Frieling-Verlag Berlin

Verlag sucht Autoren

Berke, Nil

Nil Berke wurde 1937 in Istanbul geboren, wo sie eine behütete Kindheit verlebte. Die meisten Jahre ihrer Schulzeit bis zum Abitur wohnte sie mit ihren Eltern in Ankara. Dort begann sie ein Physikstudium, das sie aber relativ schnell abbrach, um in Braunschweig Architektur zu studieren. Die Autorin wurde Diplom-Ingenieurin und arbeitete anschließend über ein Jahrzehnt als Architektin, bevor sie Lehrerin an einer Berufsschule in Hannover wurde. 33 Jahre lang erteilte Nil Berke zudem Türkisch-Unterricht an der Volkshochschule – hierfür gab sie sogar ein eigenes Lehrbuch heraus.

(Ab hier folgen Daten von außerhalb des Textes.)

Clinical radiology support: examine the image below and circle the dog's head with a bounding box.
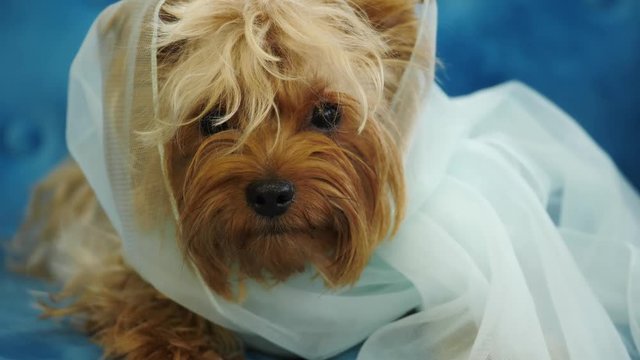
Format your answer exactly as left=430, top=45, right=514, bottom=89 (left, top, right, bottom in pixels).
left=158, top=0, right=416, bottom=297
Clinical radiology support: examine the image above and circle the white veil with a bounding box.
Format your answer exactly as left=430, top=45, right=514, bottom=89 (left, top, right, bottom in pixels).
left=67, top=0, right=640, bottom=360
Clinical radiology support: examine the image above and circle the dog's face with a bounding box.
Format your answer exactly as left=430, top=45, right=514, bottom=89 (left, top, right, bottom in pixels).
left=158, top=0, right=415, bottom=297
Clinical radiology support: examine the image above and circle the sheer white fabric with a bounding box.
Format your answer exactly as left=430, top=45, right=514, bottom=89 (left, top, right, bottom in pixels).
left=67, top=0, right=640, bottom=360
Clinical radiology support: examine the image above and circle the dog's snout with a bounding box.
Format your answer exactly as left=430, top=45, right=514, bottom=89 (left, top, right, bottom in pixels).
left=247, top=180, right=295, bottom=217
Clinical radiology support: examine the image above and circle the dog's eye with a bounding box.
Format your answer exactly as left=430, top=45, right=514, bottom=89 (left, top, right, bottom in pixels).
left=200, top=107, right=229, bottom=136
left=311, top=103, right=342, bottom=130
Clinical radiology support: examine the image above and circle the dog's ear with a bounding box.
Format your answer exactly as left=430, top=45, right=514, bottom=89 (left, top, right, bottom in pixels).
left=351, top=0, right=434, bottom=150
left=351, top=0, right=420, bottom=87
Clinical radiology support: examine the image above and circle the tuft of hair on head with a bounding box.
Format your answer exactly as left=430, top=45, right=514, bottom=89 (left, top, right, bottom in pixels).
left=156, top=0, right=390, bottom=143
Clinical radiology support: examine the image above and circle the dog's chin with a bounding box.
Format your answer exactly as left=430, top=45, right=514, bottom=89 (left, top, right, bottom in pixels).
left=236, top=225, right=337, bottom=284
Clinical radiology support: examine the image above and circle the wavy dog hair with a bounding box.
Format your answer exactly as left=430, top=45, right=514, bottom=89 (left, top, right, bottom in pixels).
left=156, top=0, right=416, bottom=298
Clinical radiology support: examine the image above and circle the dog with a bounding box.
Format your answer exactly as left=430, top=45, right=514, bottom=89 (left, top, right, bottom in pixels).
left=13, top=0, right=428, bottom=359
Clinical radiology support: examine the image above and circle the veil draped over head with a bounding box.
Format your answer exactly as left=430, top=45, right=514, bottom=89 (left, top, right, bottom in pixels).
left=67, top=0, right=640, bottom=360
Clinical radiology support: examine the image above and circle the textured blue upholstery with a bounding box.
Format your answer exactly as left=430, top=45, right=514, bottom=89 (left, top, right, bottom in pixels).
left=0, top=0, right=640, bottom=360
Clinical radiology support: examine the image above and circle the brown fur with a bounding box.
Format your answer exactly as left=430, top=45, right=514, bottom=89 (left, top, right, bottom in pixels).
left=11, top=0, right=416, bottom=359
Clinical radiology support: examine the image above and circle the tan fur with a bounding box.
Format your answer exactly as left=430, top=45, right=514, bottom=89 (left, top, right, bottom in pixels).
left=10, top=0, right=416, bottom=359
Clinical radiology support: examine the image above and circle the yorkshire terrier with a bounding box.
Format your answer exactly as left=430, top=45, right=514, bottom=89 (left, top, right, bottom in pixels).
left=8, top=0, right=418, bottom=359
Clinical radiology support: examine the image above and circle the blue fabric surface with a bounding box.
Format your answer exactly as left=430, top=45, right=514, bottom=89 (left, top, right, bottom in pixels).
left=0, top=0, right=640, bottom=360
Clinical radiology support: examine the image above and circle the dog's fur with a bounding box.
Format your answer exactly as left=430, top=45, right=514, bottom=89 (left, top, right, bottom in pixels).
left=14, top=0, right=417, bottom=359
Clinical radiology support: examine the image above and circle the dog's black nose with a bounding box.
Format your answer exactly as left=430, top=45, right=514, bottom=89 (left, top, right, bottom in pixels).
left=247, top=180, right=295, bottom=217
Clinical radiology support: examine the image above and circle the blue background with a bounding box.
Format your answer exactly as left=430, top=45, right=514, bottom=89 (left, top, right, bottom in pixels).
left=0, top=0, right=640, bottom=359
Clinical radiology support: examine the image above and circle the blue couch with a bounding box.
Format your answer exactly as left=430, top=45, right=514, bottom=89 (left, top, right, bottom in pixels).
left=0, top=0, right=640, bottom=360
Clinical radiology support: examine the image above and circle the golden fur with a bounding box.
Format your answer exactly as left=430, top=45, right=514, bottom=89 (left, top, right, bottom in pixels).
left=14, top=0, right=417, bottom=359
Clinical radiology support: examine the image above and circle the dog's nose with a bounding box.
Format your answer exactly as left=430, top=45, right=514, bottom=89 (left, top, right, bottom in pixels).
left=247, top=180, right=295, bottom=217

Kaum im Ruhestand studierte die Autorin Religions- und Politikwissenschaft und schloss das Studium mit dem Titel der Magistra Artium (M.A.) ab. Unmittelbar danach begann sie, das Buch „Meine Mutter Selma“ zu schreiben.



Meine Mutter Selma

Biografie 

Selma war eine starke und faszinierende Persönlichkeit - weltoffen und herzlich, die ihren eigenen Weg durch Veränderungen, Kriege und Reformen ging. Nil Berke porträtiert in ihren Erinnerungen ihre Mutter Selma und erzählt vom Leben in der Türkei des 20. Jahrhunderts, einem Land, das zunächst noch osmanisches Reich war und dann später zur Republik Türkei wurde. 
Im Mittelpunkt steht die Protagonistin mit ihren Ansichten, Erlebnissen, Entscheidungen und ihrem Glauben, die ein für ihren Stand und ihre Generation in der Türkei typisches Leben führte. Umrahmt wird Selmas Geschichte von der Kindheit ihrer beiden Töchter Sel und Nil, eingeflossen sind viele Anekdoten aus dem Leben der Familie und von Freunden. 
Mit ihrem Buch möchte die Autorin gleichzeitig allgemeine Vorurteile korrigieren, die in Deutschland über die Türkei und ihre Menschen herrschen. Weder bestehe das Land nur aus Anatolien mit seinen Bauern, noch sei der Islam ein Feind der Allgemeinbildung. Auch gab es im Osmanischen Reich keine Religionskriege wie im Mittelalter in Europa, vielmehr haben die muslimischen Osmanen das Land tolerant, offen für alle Religionen und Sprachen regiert und dafür gesorgt, dass alle friedlich miteinander leben konnten.
Ein Tribut an die starke Frau und an die Mutter Selma in einer faszinierend erzählten Familienchronik und zugleich ein Aufruf zu mehr Verständnis, Toleranz und Weltoffenheit.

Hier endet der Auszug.